Tiles are a great option in wet rooms like a kitchen, a bathroom, and a hallway. And there is great variety, think of marble tiles, brick tiles, or ceramic tiles in all kinds of colors and patterns.
An Amsterdam villa designed by Atelier ND Interior has incorporated a herringbone tile pattern in a unique way. They used ten different types of marble to create this colorful hall floor. In this Amsterdam home they also chose for a herringbone design in the living room and kitchen floor.
A brick floor is not common but it adds so much character to a room. This deVOL kitchen in a former rectory added brick tiles on the floor in a classic herringbone pattern.
Sus Mogensen (@susliving) transformed an old industrial building in Copenhagen into a warm family home. On the floor in the kitchen and dining room she laid brick tiles in herringbone pattern which adds to the historic feeling of the home.
A small modern bathroom has a walk-in shower with marble herringbone tiles on the walls and floor.
Another hallway where they incorporated a herringbone pattern.
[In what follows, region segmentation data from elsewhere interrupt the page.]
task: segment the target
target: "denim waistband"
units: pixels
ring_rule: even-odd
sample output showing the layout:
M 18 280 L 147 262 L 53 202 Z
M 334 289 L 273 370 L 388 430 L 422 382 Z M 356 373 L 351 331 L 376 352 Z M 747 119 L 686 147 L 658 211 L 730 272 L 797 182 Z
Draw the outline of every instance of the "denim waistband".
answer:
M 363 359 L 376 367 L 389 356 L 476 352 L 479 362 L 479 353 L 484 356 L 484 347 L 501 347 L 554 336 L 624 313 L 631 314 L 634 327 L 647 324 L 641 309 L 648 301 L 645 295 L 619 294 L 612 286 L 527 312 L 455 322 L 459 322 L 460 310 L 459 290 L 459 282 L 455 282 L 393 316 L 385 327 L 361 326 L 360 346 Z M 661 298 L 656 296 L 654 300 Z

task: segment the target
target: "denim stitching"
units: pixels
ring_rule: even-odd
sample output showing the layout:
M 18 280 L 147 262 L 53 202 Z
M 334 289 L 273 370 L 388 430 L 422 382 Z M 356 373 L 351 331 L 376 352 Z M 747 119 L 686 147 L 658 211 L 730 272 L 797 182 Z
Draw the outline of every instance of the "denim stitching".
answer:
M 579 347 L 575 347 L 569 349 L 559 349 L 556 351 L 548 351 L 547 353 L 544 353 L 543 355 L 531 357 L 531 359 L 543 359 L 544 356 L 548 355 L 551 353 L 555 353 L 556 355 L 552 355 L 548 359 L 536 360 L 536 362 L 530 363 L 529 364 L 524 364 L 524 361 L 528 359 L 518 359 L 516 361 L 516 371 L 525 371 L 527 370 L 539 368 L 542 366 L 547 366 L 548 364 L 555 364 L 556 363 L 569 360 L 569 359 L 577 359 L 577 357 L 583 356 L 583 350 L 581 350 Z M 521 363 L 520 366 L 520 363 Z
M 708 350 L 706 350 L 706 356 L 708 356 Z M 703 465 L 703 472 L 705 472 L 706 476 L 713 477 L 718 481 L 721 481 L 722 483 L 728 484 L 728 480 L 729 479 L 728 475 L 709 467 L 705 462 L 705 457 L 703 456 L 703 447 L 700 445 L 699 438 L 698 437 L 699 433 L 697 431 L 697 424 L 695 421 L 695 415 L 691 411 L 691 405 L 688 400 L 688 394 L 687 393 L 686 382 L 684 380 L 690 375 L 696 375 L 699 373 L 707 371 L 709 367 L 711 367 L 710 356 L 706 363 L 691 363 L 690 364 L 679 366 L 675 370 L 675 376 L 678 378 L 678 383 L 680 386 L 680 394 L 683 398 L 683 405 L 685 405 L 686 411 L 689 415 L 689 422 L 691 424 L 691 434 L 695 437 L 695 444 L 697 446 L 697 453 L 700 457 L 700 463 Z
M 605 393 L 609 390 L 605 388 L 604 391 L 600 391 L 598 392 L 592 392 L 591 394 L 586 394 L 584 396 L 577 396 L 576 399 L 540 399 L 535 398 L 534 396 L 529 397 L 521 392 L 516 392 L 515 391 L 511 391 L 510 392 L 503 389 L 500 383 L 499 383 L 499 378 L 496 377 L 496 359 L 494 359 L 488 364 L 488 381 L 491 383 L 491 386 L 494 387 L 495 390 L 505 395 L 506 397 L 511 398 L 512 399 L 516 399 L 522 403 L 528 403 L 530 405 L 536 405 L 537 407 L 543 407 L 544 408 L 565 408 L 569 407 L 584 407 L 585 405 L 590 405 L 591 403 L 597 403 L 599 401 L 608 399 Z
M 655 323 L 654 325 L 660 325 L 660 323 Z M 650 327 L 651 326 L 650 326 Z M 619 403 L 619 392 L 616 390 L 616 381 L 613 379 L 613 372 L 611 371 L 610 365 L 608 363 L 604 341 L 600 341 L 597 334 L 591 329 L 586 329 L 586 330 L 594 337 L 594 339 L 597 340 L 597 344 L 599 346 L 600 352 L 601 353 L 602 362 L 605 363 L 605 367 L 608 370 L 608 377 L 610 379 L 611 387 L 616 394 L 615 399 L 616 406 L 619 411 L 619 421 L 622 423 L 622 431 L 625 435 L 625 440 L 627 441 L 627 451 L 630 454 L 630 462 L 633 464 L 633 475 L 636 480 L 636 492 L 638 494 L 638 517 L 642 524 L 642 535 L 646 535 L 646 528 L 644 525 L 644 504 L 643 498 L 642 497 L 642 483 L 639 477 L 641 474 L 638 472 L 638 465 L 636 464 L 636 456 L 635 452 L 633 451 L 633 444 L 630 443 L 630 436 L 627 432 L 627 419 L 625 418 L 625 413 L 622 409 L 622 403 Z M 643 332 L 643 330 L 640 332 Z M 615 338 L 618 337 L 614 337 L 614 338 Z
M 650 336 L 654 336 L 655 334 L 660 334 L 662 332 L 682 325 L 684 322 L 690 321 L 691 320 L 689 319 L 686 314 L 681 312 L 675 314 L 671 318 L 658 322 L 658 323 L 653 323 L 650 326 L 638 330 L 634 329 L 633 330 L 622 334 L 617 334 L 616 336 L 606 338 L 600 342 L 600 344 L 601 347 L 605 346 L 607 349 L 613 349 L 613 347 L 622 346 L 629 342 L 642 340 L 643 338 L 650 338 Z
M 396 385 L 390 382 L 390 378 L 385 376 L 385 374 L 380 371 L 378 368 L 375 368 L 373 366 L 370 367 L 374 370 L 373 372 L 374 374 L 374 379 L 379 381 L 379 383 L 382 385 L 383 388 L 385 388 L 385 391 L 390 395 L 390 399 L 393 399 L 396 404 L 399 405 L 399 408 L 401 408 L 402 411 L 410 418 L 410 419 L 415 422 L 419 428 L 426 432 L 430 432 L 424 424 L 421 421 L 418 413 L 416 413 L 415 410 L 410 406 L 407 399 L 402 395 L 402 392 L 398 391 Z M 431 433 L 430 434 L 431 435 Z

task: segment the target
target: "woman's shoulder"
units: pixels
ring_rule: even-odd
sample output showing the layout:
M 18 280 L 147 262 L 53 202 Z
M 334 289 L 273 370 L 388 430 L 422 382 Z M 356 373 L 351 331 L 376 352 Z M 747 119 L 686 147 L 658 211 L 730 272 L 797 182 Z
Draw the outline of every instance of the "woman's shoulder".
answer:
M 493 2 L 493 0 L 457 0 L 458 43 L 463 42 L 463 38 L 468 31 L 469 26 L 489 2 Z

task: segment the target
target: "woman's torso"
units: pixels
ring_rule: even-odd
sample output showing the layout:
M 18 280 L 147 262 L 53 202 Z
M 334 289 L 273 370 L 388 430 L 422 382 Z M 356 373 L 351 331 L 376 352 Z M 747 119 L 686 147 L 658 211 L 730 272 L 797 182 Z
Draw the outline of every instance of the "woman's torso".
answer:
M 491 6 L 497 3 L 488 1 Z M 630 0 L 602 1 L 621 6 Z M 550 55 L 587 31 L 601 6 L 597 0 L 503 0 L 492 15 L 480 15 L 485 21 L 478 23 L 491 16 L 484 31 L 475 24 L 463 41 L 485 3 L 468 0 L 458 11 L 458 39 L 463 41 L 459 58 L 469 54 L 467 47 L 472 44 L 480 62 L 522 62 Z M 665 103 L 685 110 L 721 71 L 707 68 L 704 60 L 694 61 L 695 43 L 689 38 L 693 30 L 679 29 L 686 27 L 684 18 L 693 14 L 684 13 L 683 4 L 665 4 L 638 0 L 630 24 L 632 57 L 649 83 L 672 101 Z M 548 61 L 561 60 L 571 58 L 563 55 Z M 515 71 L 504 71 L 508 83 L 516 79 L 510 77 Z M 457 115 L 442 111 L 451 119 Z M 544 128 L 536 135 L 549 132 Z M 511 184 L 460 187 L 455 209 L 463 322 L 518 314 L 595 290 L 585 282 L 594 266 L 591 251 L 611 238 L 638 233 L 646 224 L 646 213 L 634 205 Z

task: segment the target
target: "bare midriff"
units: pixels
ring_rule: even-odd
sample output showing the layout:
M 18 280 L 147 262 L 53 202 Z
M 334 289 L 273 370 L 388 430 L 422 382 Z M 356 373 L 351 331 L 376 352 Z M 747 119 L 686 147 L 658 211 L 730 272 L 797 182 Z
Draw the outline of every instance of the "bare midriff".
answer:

This time, Meg Cassidy chose a monochrome black and white color scheme with marble floor tiles.
Despite the look, this is not a wooden floor instead they are tiles with an oak wood effect. They are beautifully laid out in a herringbone pattern for a warm and classic bathroom design.
Chevron wood flooring is a classic and interesting floor pattern that looks a bit calmer than a herringbone floor while still adding warmth to the space.
A beautiful example of a home with a chevron floor is this townhouse on Mallorca. The house is designed by WhyteLilja Architects and visualized by Talcik&Demovicova. Almost every room in this home features a wooden floor laid out in a chevron pattern.
The modern classic kitchen of Joseph Dirand features a wooden floor in a chevron pattern.
Herringbone and chevron patterns are often associated with Parisian homes. And as it was a French palace who was one of the first to use a herringbone style on the floor it’s no wonder that so many French homes have copied this look.
The 19th century Haussmannian apartment of interior architect Jean-Charles Tomas has chevron wooden floors. He wanted to salvage the original floors though in some places the wooden boards had to be replaced.
The chevron pattern can also be added to the bathroom or kitchen using tiles.
This black and white bathroom designed by Amy Storm and Company has beautiful black tiles laid out in a chevron pattern. Here you can clearly see the straight line in the chevron tile pattern which is so defining of this floor pattern.
Herringbone vs Chevron: What is The Right Choice For You?
In recent years, herringbone and chevron floorings have become popular options in all kinds of homes, including modern homes or industrial homes. What the right choice is for your home depends on your personal preference.
A chevron floor pattern creates a calmer look and creates perhaps a more modern look in your interior compared to a herringbone floor which is a bit busier. With a herringbone floor, you can create a more dynamic floor style by using planks with different wood stains.
But one thing is certain. It’s not a matter of herringbone vs. chevron flooring, both options are beautiful. Whether you choose a chevron pattern or a herringbone pattern, you are creating a timeless interior.